En nuestra cultura se perciben negativamente las personas “interesadas”. Las catalogamos de egoístas, personas que exclusivamente quieren su propio beneficio. En cambio, percibimos mejor las personas “necesitadas” puesto que las etiquetamos de dependientes; por lo tanto, de proclives a ser condescendientemente ayudadas porque decimos que nos hacen pena.

De interesados y necesidades lo somos todos. No hay que catalogar ni etiquetar. Menos aún despreciar por tener interés o necesidad, cualidades inherentes al ser humano que, al poner emoción, transformamos en deseo. El interés y la necesidad son motores de motivaciones y propósitos que hacen que el mundo funcione, que hacen que el ser humano no quede parado y que evolucione en todos los ámbitos.

Lo que criticamos es el comportamiento teñido por el deseo imperativo. Tanto el interés natural como la necesidad los dotamos de la exigencia de que esté en el momento, que sea nuestro al precio que sea o de que cumplamos el deseo por encima de cualquier interés o necesidad de otro. Es el ego en estado puro.

Nos damos cuenta si unas cualidades fundamentales para el crecimiento humano han pasado a ser ya herramientas de nuestra personalidad y nos alejamos de la esencia en la que sería deseable se mantuviera, observando si los comportamientos son avariciosos, victimistas o manipulativos. Cuando las personas deciden que su interés o necesidad, sin filtros ni ponderaciones, pasan a ser prioritarios e imperativos para ellos, sus comportamientos necesariamente se vuelven egoístas.

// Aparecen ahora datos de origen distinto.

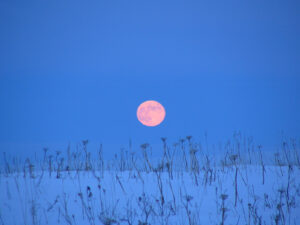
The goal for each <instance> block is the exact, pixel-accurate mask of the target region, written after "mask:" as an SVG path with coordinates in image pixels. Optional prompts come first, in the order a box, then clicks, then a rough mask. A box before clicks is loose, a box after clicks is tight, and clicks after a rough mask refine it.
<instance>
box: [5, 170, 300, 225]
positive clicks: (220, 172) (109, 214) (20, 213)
mask: <svg viewBox="0 0 300 225" xmlns="http://www.w3.org/2000/svg"><path fill="white" fill-rule="evenodd" d="M57 175H58V176H57ZM263 179H264V180H263ZM299 221H300V168H299V167H297V166H290V167H287V166H281V167H280V166H266V167H265V172H264V178H263V167H262V166H253V165H252V166H251V165H231V166H220V167H209V168H208V167H203V168H202V169H200V170H199V171H192V170H190V171H187V172H186V171H172V172H171V171H169V172H168V171H162V170H159V169H157V170H155V169H153V170H152V171H151V170H150V169H149V170H148V172H145V171H140V170H139V169H132V170H125V171H113V170H110V171H108V170H105V171H101V172H100V171H93V170H89V171H77V172H76V171H70V172H68V171H62V172H59V174H58V173H57V172H55V171H52V172H51V174H50V171H49V170H44V171H43V172H42V171H39V172H33V171H27V172H26V173H21V172H20V173H11V174H5V173H3V174H2V175H1V176H0V224H5V225H13V224H20V225H21V224H22V225H27V224H69V225H70V224H74V225H75V224H77V225H84V224H106V225H108V224H140V225H141V224H143V225H146V224H153V225H156V224H171V225H176V224H204V225H207V224H295V225H296V224H300V222H299Z"/></svg>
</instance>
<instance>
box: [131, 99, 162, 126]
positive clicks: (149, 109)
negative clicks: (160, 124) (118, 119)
mask: <svg viewBox="0 0 300 225" xmlns="http://www.w3.org/2000/svg"><path fill="white" fill-rule="evenodd" d="M136 115H137V118H138V120H139V121H140V122H141V123H142V124H143V125H145V126H149V127H155V126H157V125H159V124H160V123H161V122H162V121H163V120H164V119H165V116H166V111H165V108H164V107H163V106H162V105H161V104H160V103H159V102H157V101H153V100H149V101H145V102H143V103H142V104H140V105H139V107H138V109H137V112H136Z"/></svg>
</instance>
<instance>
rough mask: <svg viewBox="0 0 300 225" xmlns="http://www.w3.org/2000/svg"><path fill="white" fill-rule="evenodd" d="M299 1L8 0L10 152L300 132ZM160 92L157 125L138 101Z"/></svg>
mask: <svg viewBox="0 0 300 225" xmlns="http://www.w3.org/2000/svg"><path fill="white" fill-rule="evenodd" d="M299 12H300V3H299V1H269V0H267V1H261V0H259V1H256V0H255V1H247V2H246V1H243V2H241V1H231V0H230V1H226V2H225V1H189V0H187V1H186V0H185V1H174V0H172V1H161V0H159V1H158V0H157V1H156V0H154V1H140V0H139V1H137V0H134V1H111V0H110V1H108V0H107V1H103V0H97V1H78V0H72V1H68V0H65V1H60V0H59V1H58V0H51V1H17V0H0V104H1V105H0V108H1V110H0V151H8V152H12V153H18V154H21V153H22V154H24V153H28V152H32V151H36V150H40V149H41V148H42V146H48V147H49V146H50V147H51V148H54V149H55V148H58V146H66V145H67V144H68V143H69V142H72V143H76V142H79V141H80V140H82V139H89V140H90V141H91V142H94V143H103V145H104V146H105V147H106V148H105V149H104V150H106V151H107V152H113V151H117V150H118V149H119V148H120V146H122V145H127V144H128V140H129V138H131V139H132V141H133V142H134V143H137V144H141V143H143V142H145V141H147V142H149V143H152V142H153V143H155V142H160V139H159V138H160V137H168V138H170V139H174V140H175V139H177V138H179V137H184V136H186V135H192V136H194V137H195V138H198V137H202V136H203V134H204V133H205V132H207V133H208V136H209V137H210V140H211V142H216V143H217V142H218V141H220V140H226V139H227V138H229V137H231V136H232V134H233V132H234V131H236V130H240V131H241V132H242V133H243V134H245V135H246V136H253V137H254V139H255V140H256V141H257V142H258V143H262V144H263V145H264V146H266V148H268V147H269V148H273V147H274V146H277V145H278V143H279V142H280V140H279V139H280V137H281V135H282V132H284V134H285V135H287V136H289V137H296V138H298V137H299V134H300V100H299V99H300V63H299V62H300V42H299V40H300V27H299V21H300V14H299ZM149 99H153V100H157V101H159V102H160V103H162V104H163V105H164V107H165V109H166V119H165V121H164V122H163V123H162V124H161V125H160V126H158V127H154V128H151V127H150V128H149V127H145V126H143V125H142V124H140V123H139V122H138V120H137V118H136V109H137V107H138V105H139V104H140V103H141V102H143V101H145V100H149Z"/></svg>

También llenos de intencionalidad de poder y control sobre personas, cosas o situaciones. Han trasladado una realidad natural al mundo de la mente, al alcance de la personalidad que le reclamará la urgencia y la obligatoriedad que aquel deseo sea cumplido, sea conseguido para llenar la vanidad, el orgullo o las carencias emocionales propias de la baja autoestima.

Cuando nos dejamos llevar por los intensos deseos del ego, que transforma necesidades básicas en imperiosas o intereses elementales en imprescindibles, pasamos a un estadio de profundo malestar porque ya no queremos ser, queremos tener. Es como perseguir una zanahoria ante la nariz, que no llegamos nunca a comernos.

Es fácil que el deseo nos lleve al egoísmo, la emoción mal gestionada nos lleva a sentirnos aquello que precisamente no queremos ser: los súbditos de nuestra personalidad que demanda poder y control.